Le attuali dinamiche congiunturali hanno chiaramente avuto un impatto dannoso sugli utili dei terminal, diminuiti del 7,4% su base annua nel primo trimestre del 2023. Le aspettative di crescita per tutto il 2023 si attestano su un risicato +1% su base annuale.

Diminuiscono i traffici, dunque, e non è detto che aumenteranno nel prossimo futuro. E allo stesso tempo, aumentano i costi di gestione e quelli operativi.

De Feo guarda con preoccupazione all’aumento generalizzato dei costi energetici e ai rincari sui canoni concessori. L’adeguamento inflattivo con un’aliquota media fra l’indice Istat al consumo e quello alla produzione ha portato a un rialzo del paniere considerato di oltre il 25%. Sebbene il Governo abbia promesso di intervenire sull’argomento, ad oggi la situazione non pare essersi sbloccata. «Voglio dire ad Assoporti che i rincari sui canoni aumenteranno ancora di più i gap tra un porto e l’altro, in quanto non tutti i porti pagano gli stessi canoni concessori. Il rischio è quello che aumenti la concorrenza tra scali portuali vicini».

Per De Feo la frammentazione delle attività logistiche e portuali rappresenta un problema cogente per il Paese. Un problema che, evidentemente, la Riforma Delrio non ha contribuito a risolvere: “Abbiamo 16 Autorità di Sistema Portuali diverse e 16 approcci diversi su una serie innumerevole di questioni. La confusione è notevole: quello che vale per i porti del Mezzogiorno non vale per i porti del Nord Italia. Non sono io a dirlo ma il mercato» dichiara.

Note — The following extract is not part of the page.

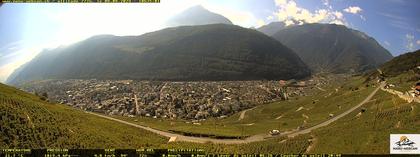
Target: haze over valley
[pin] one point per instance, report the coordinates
(246, 77)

«E’ il momento della presa di coscienza” sottolinea il n.1 di Fise Uniport. «Le trattative sul rinnovo del contratto collettivo nazionale dei lavoratori portuali devono rappresentare l’occasione per aprire un tavolo più ampio sulle attuali criticità del sistema portuale. I terminalisti italiani vogliono fare la propria parte: crediamo nella forza lavoro, nella professionalità dei nostri lavoratori e siamo pronti ad affrontare le sfide imposte dai grandi cambiamenti, ma dobbiamo farlo tutti assieme».

De Feo è chiaro: «Siamo un paese di trasformazione, i nostri porti sono un asset strategico il cui primo tool è rappresentato dalla risorsa umana. Il lavoro va salvaguardato ma allo stesso modo bisogna permettere a chi investe nei porti di continuare ad investire».